It is high time that the House had an opportunity to debate in a serious fashion the implications of the decision handed down in the Court of Criminal Appeal last week in the X case, to reduce from 14 years to four the sentence imposed on the offender. I tried to raise this matter last week without success. Of all the houses in the country where people have been debating the implications of the decision it is a strange irony that this House is the last one to deal with it.
The case has raised legitimate public concern about sentencing trends in sexual offences and, in particular, child abuse cases. Claims of hysteria and vengeance have been levelled at women's groups who expressed legitimate outrage at the perceived negation of justice as represented by the reduction in sentence. The confidence of women in the justice system has been badly shaken. This confidence is not unconditional and has taken a bruising, both by the substance of the judgment handed down and the language used in it. The public, both men and women, are not motivated by vengeance. They have been simply taken aback by the seeming emotional bankruptcy represented by the narrow legal logic in the judgment. Most people have an innate sense of decentness and fairness when it comes to the criminal justice system.

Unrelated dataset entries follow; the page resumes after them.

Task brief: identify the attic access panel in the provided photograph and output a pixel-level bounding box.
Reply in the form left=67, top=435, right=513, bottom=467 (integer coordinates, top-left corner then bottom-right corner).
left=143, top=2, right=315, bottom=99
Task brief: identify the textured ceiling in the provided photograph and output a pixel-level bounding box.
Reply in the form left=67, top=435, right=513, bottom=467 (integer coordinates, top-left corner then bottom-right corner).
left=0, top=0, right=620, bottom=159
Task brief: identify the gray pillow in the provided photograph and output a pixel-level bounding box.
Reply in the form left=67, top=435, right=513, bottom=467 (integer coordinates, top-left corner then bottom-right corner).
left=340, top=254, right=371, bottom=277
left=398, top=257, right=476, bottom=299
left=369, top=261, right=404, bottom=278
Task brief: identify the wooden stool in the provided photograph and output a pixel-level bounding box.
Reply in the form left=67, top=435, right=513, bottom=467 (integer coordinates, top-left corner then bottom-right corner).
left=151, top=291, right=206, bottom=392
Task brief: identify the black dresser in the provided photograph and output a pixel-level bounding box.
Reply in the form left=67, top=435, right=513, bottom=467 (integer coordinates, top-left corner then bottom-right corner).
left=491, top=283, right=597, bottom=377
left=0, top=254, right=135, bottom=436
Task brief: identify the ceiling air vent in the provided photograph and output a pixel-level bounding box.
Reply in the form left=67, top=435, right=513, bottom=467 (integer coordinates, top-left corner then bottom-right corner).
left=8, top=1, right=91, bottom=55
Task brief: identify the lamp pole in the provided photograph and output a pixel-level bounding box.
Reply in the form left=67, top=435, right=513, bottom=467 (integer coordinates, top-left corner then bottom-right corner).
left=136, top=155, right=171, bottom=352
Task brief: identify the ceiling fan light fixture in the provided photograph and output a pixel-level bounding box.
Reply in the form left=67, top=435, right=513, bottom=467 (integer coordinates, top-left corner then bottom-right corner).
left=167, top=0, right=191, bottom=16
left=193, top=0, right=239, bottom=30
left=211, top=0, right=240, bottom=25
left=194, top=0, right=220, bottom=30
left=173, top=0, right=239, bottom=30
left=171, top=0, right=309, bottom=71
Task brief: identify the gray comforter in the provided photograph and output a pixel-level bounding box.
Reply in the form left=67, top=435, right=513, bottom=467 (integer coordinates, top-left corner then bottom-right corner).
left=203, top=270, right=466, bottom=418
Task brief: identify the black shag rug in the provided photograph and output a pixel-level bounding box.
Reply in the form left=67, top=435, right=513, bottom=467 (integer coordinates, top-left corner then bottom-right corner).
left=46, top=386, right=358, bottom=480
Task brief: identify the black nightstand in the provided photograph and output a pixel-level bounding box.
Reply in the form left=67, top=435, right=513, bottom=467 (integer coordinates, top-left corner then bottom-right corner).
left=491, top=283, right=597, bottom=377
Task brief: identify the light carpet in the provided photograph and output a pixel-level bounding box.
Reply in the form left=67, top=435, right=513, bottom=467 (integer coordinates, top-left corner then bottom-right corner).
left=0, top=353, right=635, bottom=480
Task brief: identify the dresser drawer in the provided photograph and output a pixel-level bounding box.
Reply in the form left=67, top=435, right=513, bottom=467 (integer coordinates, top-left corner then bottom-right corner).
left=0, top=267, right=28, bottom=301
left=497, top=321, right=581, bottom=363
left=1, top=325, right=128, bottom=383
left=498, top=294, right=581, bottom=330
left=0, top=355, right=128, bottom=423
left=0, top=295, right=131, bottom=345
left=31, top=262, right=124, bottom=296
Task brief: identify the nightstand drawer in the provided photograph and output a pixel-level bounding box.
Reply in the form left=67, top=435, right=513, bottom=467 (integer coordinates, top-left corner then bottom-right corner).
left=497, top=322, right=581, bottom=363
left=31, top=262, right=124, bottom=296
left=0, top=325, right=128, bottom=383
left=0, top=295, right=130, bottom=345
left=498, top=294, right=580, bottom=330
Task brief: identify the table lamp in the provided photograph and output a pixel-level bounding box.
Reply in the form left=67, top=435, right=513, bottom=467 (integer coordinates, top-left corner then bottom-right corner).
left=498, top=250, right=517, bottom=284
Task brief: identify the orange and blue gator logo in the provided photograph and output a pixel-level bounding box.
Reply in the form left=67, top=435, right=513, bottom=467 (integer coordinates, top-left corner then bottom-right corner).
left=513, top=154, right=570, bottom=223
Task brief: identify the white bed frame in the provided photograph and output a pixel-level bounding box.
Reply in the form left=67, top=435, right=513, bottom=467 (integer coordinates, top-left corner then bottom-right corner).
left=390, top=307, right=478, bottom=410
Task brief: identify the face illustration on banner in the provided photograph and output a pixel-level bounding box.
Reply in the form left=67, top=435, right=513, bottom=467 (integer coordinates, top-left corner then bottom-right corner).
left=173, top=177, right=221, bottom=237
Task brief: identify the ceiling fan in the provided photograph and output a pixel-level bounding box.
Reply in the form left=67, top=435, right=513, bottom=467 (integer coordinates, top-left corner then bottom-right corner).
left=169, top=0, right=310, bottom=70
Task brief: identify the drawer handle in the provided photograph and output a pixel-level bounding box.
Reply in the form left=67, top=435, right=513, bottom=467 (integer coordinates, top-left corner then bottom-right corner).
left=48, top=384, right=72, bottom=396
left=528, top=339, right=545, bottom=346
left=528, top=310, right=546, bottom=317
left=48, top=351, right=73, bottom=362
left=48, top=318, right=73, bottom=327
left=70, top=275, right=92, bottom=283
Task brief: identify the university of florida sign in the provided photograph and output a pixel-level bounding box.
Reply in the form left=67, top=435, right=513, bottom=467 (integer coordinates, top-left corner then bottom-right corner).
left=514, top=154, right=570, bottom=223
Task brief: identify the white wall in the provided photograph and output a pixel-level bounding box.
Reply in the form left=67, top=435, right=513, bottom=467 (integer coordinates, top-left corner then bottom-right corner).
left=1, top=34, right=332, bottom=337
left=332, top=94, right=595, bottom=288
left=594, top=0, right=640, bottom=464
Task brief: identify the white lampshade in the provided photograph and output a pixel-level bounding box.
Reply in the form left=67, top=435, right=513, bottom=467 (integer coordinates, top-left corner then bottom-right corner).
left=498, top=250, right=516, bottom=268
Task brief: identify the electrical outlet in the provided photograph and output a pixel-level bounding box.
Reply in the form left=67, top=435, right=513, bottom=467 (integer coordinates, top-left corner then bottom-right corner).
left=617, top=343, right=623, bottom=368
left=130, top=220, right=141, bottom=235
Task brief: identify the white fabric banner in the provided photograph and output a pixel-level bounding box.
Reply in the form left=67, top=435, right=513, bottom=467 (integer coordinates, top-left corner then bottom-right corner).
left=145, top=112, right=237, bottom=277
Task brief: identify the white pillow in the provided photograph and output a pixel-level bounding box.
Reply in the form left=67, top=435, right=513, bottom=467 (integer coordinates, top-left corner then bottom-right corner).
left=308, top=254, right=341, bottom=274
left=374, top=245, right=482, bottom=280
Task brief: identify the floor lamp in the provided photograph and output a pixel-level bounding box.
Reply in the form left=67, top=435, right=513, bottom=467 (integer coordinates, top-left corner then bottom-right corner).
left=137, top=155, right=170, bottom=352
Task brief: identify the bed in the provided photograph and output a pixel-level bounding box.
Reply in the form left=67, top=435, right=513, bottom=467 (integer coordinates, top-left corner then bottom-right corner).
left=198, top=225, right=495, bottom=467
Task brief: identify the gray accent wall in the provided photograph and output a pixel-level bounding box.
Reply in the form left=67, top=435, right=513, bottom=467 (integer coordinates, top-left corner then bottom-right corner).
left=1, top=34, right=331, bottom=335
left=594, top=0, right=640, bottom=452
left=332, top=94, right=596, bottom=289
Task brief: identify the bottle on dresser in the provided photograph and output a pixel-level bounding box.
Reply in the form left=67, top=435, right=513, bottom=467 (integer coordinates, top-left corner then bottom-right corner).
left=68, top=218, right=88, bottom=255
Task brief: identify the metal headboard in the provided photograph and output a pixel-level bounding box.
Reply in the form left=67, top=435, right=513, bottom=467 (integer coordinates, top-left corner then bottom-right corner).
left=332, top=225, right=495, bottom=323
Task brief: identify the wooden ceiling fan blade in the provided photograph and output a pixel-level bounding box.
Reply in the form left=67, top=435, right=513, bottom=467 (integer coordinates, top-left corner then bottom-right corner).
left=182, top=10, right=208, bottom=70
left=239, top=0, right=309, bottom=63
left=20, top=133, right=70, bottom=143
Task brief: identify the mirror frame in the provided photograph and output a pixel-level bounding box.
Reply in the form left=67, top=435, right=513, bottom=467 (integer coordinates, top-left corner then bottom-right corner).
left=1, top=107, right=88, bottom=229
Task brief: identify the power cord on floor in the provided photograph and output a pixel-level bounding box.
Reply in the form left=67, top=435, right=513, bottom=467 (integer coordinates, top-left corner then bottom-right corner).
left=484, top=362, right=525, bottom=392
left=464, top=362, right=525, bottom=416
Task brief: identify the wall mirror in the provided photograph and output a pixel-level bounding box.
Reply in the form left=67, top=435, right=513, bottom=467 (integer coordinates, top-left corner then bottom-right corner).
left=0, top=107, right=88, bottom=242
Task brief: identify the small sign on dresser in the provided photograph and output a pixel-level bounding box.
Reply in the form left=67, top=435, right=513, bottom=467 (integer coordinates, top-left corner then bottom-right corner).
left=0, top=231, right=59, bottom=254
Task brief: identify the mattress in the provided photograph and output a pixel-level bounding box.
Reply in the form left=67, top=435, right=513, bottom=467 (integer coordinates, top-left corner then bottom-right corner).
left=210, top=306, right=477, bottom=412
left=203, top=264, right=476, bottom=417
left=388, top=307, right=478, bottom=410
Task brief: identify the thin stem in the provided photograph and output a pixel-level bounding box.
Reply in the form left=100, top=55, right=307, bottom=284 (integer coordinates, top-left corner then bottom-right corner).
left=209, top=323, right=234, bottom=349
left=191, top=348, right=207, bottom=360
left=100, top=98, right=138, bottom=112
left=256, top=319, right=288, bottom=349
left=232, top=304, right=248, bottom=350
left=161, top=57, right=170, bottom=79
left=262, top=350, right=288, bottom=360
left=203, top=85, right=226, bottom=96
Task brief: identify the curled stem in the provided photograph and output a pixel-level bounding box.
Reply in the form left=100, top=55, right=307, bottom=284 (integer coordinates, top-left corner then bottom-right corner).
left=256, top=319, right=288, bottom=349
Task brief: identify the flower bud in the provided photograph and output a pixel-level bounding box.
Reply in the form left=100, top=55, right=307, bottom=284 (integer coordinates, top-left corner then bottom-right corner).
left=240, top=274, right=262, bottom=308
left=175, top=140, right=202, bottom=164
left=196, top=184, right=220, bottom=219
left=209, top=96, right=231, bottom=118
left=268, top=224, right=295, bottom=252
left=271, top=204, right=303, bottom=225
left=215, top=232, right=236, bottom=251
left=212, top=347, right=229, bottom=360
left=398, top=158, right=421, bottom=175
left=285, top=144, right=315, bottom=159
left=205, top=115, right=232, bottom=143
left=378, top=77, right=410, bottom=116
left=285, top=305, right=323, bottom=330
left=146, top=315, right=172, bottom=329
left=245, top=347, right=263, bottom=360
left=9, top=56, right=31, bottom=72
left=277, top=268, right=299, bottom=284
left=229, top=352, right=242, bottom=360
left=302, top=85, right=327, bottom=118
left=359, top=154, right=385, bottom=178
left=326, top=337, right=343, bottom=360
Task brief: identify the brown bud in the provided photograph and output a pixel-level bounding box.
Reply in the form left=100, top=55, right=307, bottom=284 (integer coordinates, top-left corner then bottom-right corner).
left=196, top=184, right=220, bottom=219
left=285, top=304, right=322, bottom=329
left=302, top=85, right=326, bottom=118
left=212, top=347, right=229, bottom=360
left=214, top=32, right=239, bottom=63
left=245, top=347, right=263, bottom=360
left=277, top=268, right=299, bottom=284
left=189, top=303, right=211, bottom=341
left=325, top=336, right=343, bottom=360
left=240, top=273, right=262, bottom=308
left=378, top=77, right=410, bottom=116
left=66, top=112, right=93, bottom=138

It is interesting to remark that from the beginning of this long tragedy which is the X case the public has been virtually excluded. It was the decision of the then Attorney General to injunct the girl, who was pregnant and suicidal, from terminating her pregnancy which catapulted this case into the public eye. In that case the decision to allow the injunction and then to lift it was made by male judges. Because the accused pleaded guilty at the last moment there was no need for a jury to determine the issues. Accordingly, the judge handed down a sentence of 14 years. As we know, last week, on appeal, the judges again decided to reduce that sentence. From beginning to end it has been a case dominated by lawyers. The public's only role has been after the event. Small wonder, then, at the level of frustration and disbelief expressed by thousands of ordinary men and women who feel dis-empowered and unrepresented in the process of justice as it applies to this case.
There is urgent need for this House to arrive at unequivocal recomendations for change prompted by this decision. A pattern of low sentences has been revealed in dealing with cases of unlawful carnal knowledge. A clearer definition of the parameters of this offence needs to be enshrined in legislation. Mandatory sentencing is not the way forward and would sow the seeds of further controversies and injustices. An offence of child rape needs to be clearly defined. Clearly there is a difference between unlawful carnal knowledge, say, between two consenting teenagers and the degree of criminality correctly associated with similar acts as between a 41-year old man and a 13-year old girl, the latter is clearly child rape whereas the former is of lesser, dubious criminality. We must be clear about the difference. Of course, sentencing should reflect the huge gulf of criminality that devides the two instances.
The Minister must review the necessity to change the role of prosecuting counsel in sentencing on appeal. As in this case, on appeal, the function of the court is to rehear the sentencing decision as if it were the court of trial. The role of counsel for the Director of Public Prosecutions is confined to that of providing the court with information; the State does not stand over or vindicate the sentence. Whereas counsel on behalf of the accused has free rein to attend to persuade the court to mitigate a sentence, this advocacy on behalf of the accused is not balanced by advocacy in the other direction. The victim's perspective must be as vehemently argued as that of the offender.
It is clear from reading the judgment in the X case that the judges were brought around to identifying with the plight of the offender by the persuasive arguments of senior counsel for the offender. I find no fault with that — barristers are retained to be persuaders — but what is clearly wrong is the imbalance in championing the victim's rights.
In all prosecution cases the Director of Public Prosecutions represents the State, that is the people. I have argued repeatedly in this House, not with much success, that the independence of the Office of the Director of Public Prosecutions would not necessarily be compromised by allowing a greater degree of accountability and review of the activities of that office. The figures reveal a large discrepancy between reported allegations of sexual crimes and the number of prosecutions proceeded with. There is evidence of a marked discrepancy when it comes to examining child abuse cases. Failure to prosecute validated claims of child abuse is a matter of the gravest importance. For individual victims who have reported such allegations, failure to prosecute can be devastating. Such a failure creates a culture of disbelieving children which must be addressed by our criminal justice system if we are really serious about protecting children. There has been a tragic escalation of such cases in recent years. Now that we are putting in place programmes to facilitate children to disclose to responsible adults allegations of such abuse, we must also put in place measures to pursue these allegations to detection, prosecution and, ultimately, sentencing. Perhaps the most unpleasant aspect of our criminal justice system is that, in many such cases, we are talking about unimaginable depravity against the most vulnerable members of society.
Two years after the Kilkenny incest case, most of the recommendations of the report into that case have not been implemented; only 17 of the 79 sections of the Child Care Act have been signed into law. Therefore, we cannot say that we have even minimum standards of protection of children against abuse. It is a tragic irony that a case which began with the State championing the constitutional rights of an unborn child has culminated in a decision which failed abjectly to vindicate the constitutional rights of a child abused by an adult.